My situation isn't all that different from yours Kurt but did a few more things wrong and lasted longer.

About 1.5 years ago my wife and I moved to a new state for work and left behind all of our family and friends. We were excited for the move but after getting here she thrived and I got depressed and lonely. That lead me to seek friendship outside of the normal ways, I went online to an adult chatroom and spent money there to chat with a woman over seas. I was always open about my marriage there but ultimately shouldn't have been there spending money and should have instead been speaking with my wife about my problems.

About 2 months ago my wife confronted me when she was looking at our budget thinking we should have more money in savings. I lied to her and told her something misleading and two weeks later she moved out when I was away at work. I had no idea she was so upset as to move out. I did know that we'd need to work in things. It has been 2 months now and the contact has gotten less and less. She at first accepted my calls from time to time and I've learned to apologize to her but in recent weeks she's pulled away even more, removing most any connection we have with each other.

I have a very hard time not calling her or texting her so I commend you for being able to control yourself. I can't say whether yours is cooling off or is gone for good. Mine has told me she does not plan to be back but I have nothing to lose to act as if it can be worked on. So my recommendation is to love her to death, make contact as you have, from time to time, showing the changes you made and perspective you have. Tell her you love her and stay positive in your voice. That's what I'm doing and if in the end she still doesn't respond to me at least I know in my heart that I made the effort to love her until the end.


----------



## michzz (Jun 6, 2008)

Could be she was wanting an exit but didn't want to be the bad guy. You doing what yo did gave her a way out where she can blame you.

If I were you I would not rely on her intentions regarding your ability to see your children.

As for seeing her, that is another story.

Seek legal counsel. There is more here than she is letting you know. Not suggesting she is doing something like dating, but she is one pissed off wife. 

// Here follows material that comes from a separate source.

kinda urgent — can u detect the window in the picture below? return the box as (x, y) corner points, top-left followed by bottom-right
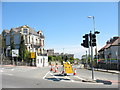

Insist on seeing your kids. If she refuses to let you, remind her that they are your children too. She does not have the right to limit your contact.


----------



## cb45 (Oct 2, 2009)

u either left out something or your W was looking for
any excuse to leave ya, based on......her affair(s), not enough
$$$$ ?, your pot-belly?, your previous A ?, schizo female behavior/thinking?, 
whatever.

also take lawyer advice. something may be brewing bad 4
u, 'cuz shes got too many folks hanging up on u.

keep us posted-------cb45


----------